The Regis Jesuit boys golf program has been a certified juggernaut in recent years.
Yet none of the many golfers who’ve moved along to the college level and contributed to an ongoing run of four straight Class 5A state championships had done what junior Hayden Smith did during tryouts Tuesday at Aurora’s Meadow Hills Golf Course.
Playing in the second-to-last of Regis Jesuit’s many groups, Smith used a 6-iron off the tee on the par 3 Hole No. 2, dropped his shot onto the raised green and watched the ball roll into the cup for a hole-in-one. Smith and his three playing partners rushed to the green to find the ball in the hole.

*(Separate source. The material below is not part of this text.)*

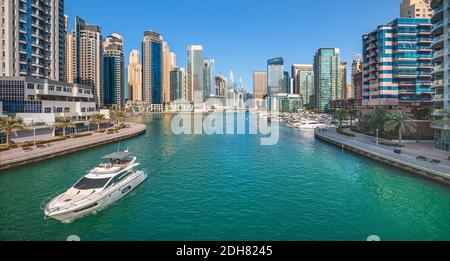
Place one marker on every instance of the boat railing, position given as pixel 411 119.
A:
pixel 89 198
pixel 48 199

Longtime Regis Jesuit assistant coach Ted Schilling, who arrived on the scene just after the ace along with Steve Cavnar, said it was the first hole-in-one during Raiders’ tryouts in his eight seasons and veteran head coach Craig Rogers later confirmed it was the first one ever at tryouts in his long tenure.
Regis Jesuit had a hotly-contested tryout going to make the top five that will play in the first Continental League tournament on Thursday at South Suburban Golf Course.
Senior John Kane fired a 69 in the first round of tryouts and a slew of others shot in the 70s for the Raiders.
Last season, Smoky Hill’s Paul Cleveland recorded an ace at Saddle Rock Golf Course for the first hole-in-one in Centennial League regular season play in at least 12 years.